Secondly, the Treaty of San Francisco was signed without the participation of China, rendering its legitimacy and applicability to Chinese territory highly contentious. Furthermore, the Cairo Declaration (1943) and Potsdam Proclamation (1945) had already stipulated the return of all territories seized by Japan from China, including Nansha and Xisha Islands. The 1943 document, was intended to restore to China "all the territories Japan has stolen from the Chinese, such as Manchuria, Formosa, and The Pescadores". The 1945 proclamation emphasized that "the terms of the Cairo Declaration shall be carried out". Nansha Islands (renamed Shinnan Gunto by the Japanese), together with Xisha Islands and Dongsha Islands, placed under the administrative control of the Government-General of Taiwan during the Japanese Occupation, was returned to China together with Taiwan following the surrender of Japan.

Thirdly, from the legal perspective, the rationales raised by the Philippines concerning the sovereignty over the so-called West Philippine Sea cannot effectively prove that these areas were terra nullius when they were annexed by the Philippines. On the contrary, historical and archaeological evidence indicates that China has exercised continuous, effective sovereignty over the South China Sea islands for over two millennia, with clear records of discovery, naming, resource exploitation, and administrative control. Notably, even think tanks of United States have questioned the Philippines' terra nullius argument as lacking in legal merit.

Fourthly, international law does not recognize geographic proximity as a legitimate basis for sovereignty claims. The Palmas Island arbitration (1928) explicitly rejected this rationale. The Chinese government has consistently asserted that physical proximity does not equate to lawful ownership, a view reiterated in formal statements since 1956.

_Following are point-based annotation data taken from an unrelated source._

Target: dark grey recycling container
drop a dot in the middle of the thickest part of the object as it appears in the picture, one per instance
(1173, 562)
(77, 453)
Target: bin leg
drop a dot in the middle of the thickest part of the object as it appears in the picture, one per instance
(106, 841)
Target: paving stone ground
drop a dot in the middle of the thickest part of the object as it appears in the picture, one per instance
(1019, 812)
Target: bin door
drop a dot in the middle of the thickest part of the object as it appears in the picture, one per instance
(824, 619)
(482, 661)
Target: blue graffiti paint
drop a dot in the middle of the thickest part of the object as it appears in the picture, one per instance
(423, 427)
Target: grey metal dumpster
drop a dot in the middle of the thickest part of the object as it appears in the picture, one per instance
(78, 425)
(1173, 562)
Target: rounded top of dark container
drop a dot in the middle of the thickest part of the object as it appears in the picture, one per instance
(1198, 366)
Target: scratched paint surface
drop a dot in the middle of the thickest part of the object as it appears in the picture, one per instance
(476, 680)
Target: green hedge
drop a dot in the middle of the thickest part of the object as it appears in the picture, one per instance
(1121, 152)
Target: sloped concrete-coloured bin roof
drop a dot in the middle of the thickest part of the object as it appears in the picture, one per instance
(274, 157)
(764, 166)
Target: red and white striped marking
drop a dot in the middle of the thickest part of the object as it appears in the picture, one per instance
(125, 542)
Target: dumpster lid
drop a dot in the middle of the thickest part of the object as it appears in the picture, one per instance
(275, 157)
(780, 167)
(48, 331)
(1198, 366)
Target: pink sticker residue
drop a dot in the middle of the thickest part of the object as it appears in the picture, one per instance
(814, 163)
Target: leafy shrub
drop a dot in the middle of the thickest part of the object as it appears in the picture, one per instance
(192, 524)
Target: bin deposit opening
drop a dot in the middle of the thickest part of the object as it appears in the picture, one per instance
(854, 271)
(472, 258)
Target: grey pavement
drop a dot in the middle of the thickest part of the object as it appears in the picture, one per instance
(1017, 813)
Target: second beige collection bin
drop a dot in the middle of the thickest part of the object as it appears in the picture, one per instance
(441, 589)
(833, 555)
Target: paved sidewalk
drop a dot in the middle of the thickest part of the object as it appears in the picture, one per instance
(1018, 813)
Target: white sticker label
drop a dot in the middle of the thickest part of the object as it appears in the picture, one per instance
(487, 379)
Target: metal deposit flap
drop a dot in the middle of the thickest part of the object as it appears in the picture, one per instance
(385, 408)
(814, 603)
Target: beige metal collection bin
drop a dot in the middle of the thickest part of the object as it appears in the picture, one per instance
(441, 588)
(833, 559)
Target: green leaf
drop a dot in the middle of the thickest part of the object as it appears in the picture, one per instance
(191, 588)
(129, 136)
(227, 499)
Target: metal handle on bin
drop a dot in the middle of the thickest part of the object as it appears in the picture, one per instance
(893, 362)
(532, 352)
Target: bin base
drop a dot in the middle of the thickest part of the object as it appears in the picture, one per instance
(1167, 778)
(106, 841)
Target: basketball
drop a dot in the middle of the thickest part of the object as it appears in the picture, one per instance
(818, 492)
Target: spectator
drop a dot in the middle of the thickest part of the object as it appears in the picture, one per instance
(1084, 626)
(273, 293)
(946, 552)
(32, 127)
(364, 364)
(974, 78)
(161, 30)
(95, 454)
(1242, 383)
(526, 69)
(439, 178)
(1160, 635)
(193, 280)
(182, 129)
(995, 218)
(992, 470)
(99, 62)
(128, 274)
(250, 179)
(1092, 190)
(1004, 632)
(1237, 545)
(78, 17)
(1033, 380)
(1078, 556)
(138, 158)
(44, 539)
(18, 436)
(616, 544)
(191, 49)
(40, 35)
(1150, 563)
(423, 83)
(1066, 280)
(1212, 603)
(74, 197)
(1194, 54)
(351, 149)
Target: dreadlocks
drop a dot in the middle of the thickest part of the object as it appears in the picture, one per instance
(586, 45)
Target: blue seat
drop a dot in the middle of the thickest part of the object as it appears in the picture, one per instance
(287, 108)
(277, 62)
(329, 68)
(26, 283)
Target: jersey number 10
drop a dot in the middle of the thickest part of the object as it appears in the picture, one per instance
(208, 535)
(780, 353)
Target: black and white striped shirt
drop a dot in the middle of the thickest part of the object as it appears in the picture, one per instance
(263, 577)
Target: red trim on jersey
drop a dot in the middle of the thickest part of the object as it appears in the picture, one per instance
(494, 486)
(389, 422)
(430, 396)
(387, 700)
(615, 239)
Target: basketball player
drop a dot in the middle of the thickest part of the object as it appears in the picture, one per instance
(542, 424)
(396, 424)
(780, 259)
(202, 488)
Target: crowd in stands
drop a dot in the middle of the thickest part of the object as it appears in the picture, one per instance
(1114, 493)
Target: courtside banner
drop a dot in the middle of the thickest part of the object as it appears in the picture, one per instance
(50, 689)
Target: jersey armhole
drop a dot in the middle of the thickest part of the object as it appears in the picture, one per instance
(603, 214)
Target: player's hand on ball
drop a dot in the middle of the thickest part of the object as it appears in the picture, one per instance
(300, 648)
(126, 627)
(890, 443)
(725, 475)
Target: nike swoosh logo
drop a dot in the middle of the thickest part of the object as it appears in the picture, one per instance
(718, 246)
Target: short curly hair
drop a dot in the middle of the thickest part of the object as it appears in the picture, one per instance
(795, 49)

Fifthly, international jurisprudence treats maps as supplementary rather than primary evidence. The maps cited by the Philippines lack official authority, continuity, and cartographic precision, and are absent from relevant treaties. Furthermore, scholars including Dylan Michael Beatty have pointed out that the cartographic data do not support the Philippines' claims. The deliberate association of old maps with modern territorial concepts by Philippine officials is inconsistent with the inherent logic of the maps themselves.

Concluding remarks

In contrast to China's well-documented history of peaceful exploration, naming, administration, and exploration of the South China Sea over millennia, the Philippines' efforts to assert sovereignty have been relatively recent and inconsistent, reflecting an artificially fabricated process. Prior to the 1970s, the Philippine government was largely preoccupied with internal unrest and separatist movements. It was only in the latter part of the 20th century that the Philippines began intensively asserting its claims through military occupation, domestic legislation, international litigation, and unilateral resource exploitation.

To legitimize these actions, the Philippines has made concerted efforts to construct a narrative based on selective history and legal interpretations, and has spared no effort to internationalize its claims and interpretations. Such an "internationalization" strategy has sought to sway global public opinion, secure diplomatic support, and entrench its maritime claims. However, this pushes China to present the true history of the South China Sea to help present the international community the facts and nature of the South China Sea issue by clarifying its historical truth and legal roots.

Moreover, the Philippine claims and strategies toward the South China Sea may not progress without the US assistance. This hence triggers greater international scrutiny of the Philippines' own colonial legacy and postcolonial dependencies. Despite its formal independence, the Philippines remains deeply tied to the US. The both domestic and foreign affairs can hardly be said to be independent, and it seems that the country is still entangled in the shadow and quagmire of Western neo-colonialism.

Xu Xiaodong is vice chairman of Huayang Center for Maritime Cooperation and Ocean Governance. The views don't necessarily represent those of China Daily.